1.1 Scegliere il client¶
| Voce | A cosa serve |
|---|---|
| Windows Endpoint Client (single click preconfigurato 64Bit) | Agente per Windows a 64 bit, già configurato per questa appliance |
| Windows Endpoint Client 32 Bit (setup installer) | Versione a 32 bit, con installazione guidata |
| MacOS Endpoint Client | Agente per macOS |
| Linux Endpoint Client | Agente per Linux |
| Cloud Microsoft 365 | Connettore via API per il tenant Microsoft 365 |
| Cloud Google G-Suite | Connettore via API per l'ambiente Google Workspace |
Le due voci cloud non sono agenti
Microsoft 365 e Google Workspace non prevedono alcun pacchetto da installare: sono connettori che interrogano le API del fornitore. Si configurano in modo diverso dagli agenti, ed è l'argomento del capitolo Connettori cloud.
1.2 L'agente Windows preconfigurato¶
È la via più rapida: il pacchetto scaricato contiene già l'indirizzo dell'appliance e l'azienda di destinazione, quindi non c'è nulla da configurare sulla postazione.

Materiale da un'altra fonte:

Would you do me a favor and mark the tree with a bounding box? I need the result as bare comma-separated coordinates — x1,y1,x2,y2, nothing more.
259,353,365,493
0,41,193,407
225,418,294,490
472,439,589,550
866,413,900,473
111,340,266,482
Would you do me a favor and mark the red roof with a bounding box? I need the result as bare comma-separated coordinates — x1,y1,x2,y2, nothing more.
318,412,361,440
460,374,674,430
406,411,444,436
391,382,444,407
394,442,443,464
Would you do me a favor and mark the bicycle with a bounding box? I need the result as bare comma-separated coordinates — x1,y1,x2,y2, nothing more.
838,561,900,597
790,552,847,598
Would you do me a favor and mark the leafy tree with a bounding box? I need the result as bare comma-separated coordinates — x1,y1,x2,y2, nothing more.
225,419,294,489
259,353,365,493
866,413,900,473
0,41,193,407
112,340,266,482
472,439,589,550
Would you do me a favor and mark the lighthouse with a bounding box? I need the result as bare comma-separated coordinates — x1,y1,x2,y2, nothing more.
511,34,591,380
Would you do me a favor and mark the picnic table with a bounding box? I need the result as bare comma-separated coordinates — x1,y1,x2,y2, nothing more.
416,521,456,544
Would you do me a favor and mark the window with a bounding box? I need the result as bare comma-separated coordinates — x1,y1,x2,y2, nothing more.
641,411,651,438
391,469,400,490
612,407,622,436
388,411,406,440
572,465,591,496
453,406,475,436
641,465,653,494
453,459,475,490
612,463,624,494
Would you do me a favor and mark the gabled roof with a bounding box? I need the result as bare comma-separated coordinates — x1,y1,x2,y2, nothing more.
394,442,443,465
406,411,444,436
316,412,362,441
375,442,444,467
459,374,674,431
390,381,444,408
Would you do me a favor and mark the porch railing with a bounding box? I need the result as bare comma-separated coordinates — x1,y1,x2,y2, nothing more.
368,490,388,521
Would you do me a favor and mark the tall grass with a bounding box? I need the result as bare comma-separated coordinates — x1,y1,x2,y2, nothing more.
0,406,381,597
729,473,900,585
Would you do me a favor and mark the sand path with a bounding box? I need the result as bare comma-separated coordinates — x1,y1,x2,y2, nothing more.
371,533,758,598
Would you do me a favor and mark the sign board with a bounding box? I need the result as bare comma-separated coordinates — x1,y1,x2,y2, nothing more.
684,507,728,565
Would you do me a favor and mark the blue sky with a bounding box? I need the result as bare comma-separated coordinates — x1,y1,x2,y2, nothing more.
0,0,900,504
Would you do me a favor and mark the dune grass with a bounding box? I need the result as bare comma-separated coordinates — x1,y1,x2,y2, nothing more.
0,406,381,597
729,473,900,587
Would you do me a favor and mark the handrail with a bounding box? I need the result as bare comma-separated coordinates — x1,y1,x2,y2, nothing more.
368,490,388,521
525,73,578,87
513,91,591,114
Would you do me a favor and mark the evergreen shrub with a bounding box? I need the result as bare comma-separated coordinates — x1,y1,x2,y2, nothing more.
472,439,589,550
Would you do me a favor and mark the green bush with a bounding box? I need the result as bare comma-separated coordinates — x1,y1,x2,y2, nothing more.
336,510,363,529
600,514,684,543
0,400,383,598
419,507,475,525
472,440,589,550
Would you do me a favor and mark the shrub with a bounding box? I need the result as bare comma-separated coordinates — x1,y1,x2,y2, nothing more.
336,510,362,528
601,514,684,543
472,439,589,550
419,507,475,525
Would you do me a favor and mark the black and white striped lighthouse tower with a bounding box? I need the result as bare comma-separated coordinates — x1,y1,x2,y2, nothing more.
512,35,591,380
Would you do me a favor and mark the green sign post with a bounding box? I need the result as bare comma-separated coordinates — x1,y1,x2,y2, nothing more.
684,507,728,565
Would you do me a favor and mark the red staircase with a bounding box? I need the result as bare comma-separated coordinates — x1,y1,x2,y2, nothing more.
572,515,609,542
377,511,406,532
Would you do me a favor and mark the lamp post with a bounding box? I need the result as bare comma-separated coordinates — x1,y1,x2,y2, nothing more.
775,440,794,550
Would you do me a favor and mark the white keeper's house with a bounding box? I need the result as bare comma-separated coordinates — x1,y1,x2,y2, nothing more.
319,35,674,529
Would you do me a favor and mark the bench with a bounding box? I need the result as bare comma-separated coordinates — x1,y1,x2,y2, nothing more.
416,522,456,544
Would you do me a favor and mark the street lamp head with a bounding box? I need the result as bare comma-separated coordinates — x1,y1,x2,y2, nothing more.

Prima di scaricare, seleziona nel menu Location/Tenant l'azienda a cui il dispositivo dovrà appartenere. Il riquadro Parametri configurati mostra l'indirizzo del server e l'azienda che verranno scritti nel pacchetto.
Il tenant si sceglie prima di scaricare
L'azienda è inclusa nel pacchetto: scaricando l'agente con il tenant sbagliato, le postazioni installate finiscono nell'azienda sbagliata. Su un'appliance multi-tenant conviene scaricare un pacchetto per ogni azienda e tenerli distinti.
Requisiti e installazione¶
L'agente richiede TLS 1.2 e .NET Framework 4. L'installazione avviene con un singolo clic, ma il file va eseguito come amministratore: senza privilegi elevati il servizio non viene registrato.
Che cosa fa l'agente¶
- Registra gli eventi sia quando la postazione è collegata all'appliance sia quando è isolata, accodandoli e inviandoli al ripristino della connessione (OnLine e OffLine logging).
- Raccoglie l'inventario hardware e software.
- Si aggiorna da solo, senza interventi sulla postazione.
- Comunica con l'appliance su TCP/SSL, quindi il traffico è cifrato.
Effetto del logging offline sui conteggi
Un portatile che lavora fuori sede continua a registrare: gli eventi non vanno persi, arrivano in ritardo. È la ragione per cui i conteggi del report giornaliero possono variare quando i dispositivi mobili si ricollegano.